Lines of Code Are Back (And It's Worse Than Before)
22 points by allanmacgregor
22 points by allanmacgregor
Old and busted: lines of code
New hotness: tokens used
I find the amount of code generated by agents to be a concern of its own. When a human authors a PR/MR with 5000 lines of code, reviewers will ask for shorter code, smaller commits, about the architecture, and really wonder if it has to be that long, ... There will always be a big pushback. It's too much, it can't be reviewed, it's surprising that it's so much code probably, and it will be difficult to maintain it. The last option may even be to ditch the feature responsible for so much code (we'd typically do that at an ealier stage, which is much better obviously).
When a machine generates that much code to be merged, it somehow seems more acceptable? That doesn't make sense. The only concern that is avoided is the possible pain for the author of so much code; all the concerns should remain!

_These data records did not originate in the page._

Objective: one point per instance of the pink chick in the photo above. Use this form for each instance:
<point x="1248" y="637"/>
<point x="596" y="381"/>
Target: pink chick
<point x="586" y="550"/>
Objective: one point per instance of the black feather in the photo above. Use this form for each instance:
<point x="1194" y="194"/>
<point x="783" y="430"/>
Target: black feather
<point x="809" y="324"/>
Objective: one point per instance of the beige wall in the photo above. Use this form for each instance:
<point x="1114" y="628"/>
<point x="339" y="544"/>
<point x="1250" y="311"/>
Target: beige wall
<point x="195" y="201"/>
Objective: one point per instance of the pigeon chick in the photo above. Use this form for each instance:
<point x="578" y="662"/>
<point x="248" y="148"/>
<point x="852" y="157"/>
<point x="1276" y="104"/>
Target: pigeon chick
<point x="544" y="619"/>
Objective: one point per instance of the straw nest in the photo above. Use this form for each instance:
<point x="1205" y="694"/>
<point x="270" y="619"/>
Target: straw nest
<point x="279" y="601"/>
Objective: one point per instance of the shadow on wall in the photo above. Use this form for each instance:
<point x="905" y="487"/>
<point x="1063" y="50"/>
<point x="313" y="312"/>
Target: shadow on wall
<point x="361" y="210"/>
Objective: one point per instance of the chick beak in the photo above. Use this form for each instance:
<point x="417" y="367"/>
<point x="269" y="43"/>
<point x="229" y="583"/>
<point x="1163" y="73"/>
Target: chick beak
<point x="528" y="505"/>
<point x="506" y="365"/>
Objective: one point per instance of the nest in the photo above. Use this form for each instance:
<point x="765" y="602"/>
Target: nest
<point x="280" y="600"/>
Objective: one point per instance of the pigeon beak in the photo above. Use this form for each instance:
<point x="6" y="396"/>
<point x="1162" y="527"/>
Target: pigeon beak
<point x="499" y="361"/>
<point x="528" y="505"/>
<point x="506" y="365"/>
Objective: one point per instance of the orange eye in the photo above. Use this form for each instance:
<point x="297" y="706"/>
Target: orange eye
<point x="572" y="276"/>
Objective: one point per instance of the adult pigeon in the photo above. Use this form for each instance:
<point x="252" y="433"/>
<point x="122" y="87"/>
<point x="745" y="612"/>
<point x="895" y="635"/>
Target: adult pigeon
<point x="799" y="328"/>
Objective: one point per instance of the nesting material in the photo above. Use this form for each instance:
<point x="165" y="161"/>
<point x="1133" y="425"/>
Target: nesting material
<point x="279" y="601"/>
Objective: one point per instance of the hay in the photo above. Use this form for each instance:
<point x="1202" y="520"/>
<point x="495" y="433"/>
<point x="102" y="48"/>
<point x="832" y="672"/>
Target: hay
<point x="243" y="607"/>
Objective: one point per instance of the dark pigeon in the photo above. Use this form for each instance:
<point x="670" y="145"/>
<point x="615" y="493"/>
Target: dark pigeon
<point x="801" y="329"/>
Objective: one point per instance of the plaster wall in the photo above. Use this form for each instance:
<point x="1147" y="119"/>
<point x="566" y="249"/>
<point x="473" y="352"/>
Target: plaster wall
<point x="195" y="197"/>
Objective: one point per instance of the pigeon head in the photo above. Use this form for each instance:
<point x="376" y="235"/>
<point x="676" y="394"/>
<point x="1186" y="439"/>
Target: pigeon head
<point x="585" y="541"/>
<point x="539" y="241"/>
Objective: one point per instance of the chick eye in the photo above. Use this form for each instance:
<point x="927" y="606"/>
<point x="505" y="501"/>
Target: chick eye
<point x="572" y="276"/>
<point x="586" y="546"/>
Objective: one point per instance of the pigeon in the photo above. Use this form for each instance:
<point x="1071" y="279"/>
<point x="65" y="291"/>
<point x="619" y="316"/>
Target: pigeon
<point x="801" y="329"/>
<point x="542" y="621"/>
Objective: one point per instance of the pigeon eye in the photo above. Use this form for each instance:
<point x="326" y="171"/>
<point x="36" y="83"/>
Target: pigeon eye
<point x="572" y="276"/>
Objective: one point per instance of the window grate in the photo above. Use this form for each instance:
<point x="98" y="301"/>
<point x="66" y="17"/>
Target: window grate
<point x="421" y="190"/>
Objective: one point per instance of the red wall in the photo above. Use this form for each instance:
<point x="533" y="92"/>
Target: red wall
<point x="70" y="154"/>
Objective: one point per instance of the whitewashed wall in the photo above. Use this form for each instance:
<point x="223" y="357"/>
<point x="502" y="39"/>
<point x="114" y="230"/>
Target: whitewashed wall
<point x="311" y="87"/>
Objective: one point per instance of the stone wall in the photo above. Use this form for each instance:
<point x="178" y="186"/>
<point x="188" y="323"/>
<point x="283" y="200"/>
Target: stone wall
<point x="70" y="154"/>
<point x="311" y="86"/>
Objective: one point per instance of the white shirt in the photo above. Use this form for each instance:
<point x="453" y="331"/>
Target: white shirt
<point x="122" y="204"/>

Some may say that the prompts become the actual source but that would require storing prompts, contexts, full models (that you cannot copy and that get changed very often). Even then, these LLMs are probabilistic so that doesn't work.
And now people accept thousands of lines of code routinely? Even if the code works and isn't ugly, where has the questioning gone? There is no reason to not have the same concerns as if it were human-authored. I've now seen several established projects merge huge PRs that are simply too long to have been not even reviewed but merely "thought" again. I can only fear for the longevity of these projects now. There is no way a human uses critical thinking when faced with >5k lines in a single PR, even at the architectural level.

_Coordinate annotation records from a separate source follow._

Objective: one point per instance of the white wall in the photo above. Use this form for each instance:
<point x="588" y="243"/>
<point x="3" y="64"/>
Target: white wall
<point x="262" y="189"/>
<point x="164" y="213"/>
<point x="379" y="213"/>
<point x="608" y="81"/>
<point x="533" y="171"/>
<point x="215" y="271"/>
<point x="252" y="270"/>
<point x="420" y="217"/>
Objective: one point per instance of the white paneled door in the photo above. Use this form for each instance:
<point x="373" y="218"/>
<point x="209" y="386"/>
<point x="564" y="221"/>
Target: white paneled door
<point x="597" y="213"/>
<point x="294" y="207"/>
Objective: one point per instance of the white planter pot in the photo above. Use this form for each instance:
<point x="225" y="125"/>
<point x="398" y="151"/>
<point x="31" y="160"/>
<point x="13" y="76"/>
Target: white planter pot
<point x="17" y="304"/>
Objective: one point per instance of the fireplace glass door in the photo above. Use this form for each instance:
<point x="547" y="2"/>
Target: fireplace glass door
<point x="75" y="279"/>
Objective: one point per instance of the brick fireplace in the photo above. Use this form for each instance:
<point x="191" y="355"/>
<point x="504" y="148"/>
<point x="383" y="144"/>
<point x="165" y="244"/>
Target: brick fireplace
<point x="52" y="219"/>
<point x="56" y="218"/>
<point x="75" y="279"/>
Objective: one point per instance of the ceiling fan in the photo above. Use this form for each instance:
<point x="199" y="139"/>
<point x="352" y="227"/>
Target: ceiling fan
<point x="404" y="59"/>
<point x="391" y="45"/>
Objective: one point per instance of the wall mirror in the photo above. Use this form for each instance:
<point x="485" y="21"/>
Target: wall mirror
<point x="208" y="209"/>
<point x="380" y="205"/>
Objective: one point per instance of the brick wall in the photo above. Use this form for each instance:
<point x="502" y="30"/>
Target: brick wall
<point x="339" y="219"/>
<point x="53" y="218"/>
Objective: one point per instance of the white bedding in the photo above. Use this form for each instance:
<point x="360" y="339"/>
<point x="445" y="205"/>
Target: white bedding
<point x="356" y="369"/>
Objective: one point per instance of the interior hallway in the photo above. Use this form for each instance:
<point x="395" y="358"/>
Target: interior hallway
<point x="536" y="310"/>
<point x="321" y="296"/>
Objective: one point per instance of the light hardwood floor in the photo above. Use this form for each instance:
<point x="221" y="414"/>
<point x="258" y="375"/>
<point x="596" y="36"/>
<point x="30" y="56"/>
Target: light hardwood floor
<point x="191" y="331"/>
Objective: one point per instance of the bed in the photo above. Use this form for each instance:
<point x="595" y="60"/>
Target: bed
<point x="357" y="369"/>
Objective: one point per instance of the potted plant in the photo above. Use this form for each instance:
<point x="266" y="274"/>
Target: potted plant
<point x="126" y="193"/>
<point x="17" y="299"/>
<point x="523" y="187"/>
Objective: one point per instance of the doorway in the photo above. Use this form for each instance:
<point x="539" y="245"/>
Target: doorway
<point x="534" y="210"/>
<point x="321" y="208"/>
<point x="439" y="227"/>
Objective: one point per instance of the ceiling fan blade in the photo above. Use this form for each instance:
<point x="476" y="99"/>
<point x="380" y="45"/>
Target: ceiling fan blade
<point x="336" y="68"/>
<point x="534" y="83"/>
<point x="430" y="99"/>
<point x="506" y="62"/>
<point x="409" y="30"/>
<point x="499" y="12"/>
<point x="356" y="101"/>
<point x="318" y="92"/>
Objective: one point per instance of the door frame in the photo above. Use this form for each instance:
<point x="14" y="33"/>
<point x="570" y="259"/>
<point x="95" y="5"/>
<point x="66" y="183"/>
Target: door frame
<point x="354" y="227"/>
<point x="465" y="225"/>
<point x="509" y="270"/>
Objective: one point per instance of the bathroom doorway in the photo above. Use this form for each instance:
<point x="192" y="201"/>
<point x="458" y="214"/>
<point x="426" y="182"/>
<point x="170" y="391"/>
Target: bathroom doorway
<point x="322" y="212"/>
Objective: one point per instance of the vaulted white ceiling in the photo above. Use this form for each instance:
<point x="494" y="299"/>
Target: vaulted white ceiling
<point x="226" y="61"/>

I'm not a terseness advocate. I've never been a proponent of software that strive for minimality on whatever basis and I believe some things really require a given amount of code. LLMs and agents have broken every ceiling I could have imagined however.
PS: I reckon however that not all project strive for longevity and reliability. There's a clear difference between FOSS and proprietary ones. I don't really think it's interesting in discussing politics of proprietary software development here.
Very good read !
Fresh off the presses of your favorite LLM. It's almost certainly AI-generated.
Pangram claims it's 85% LLM-generated, so I only skimmed 15% of the article.
It reads that way to me, too. But the human who posted it has been here a little while, so let's hear what they say when asked directly.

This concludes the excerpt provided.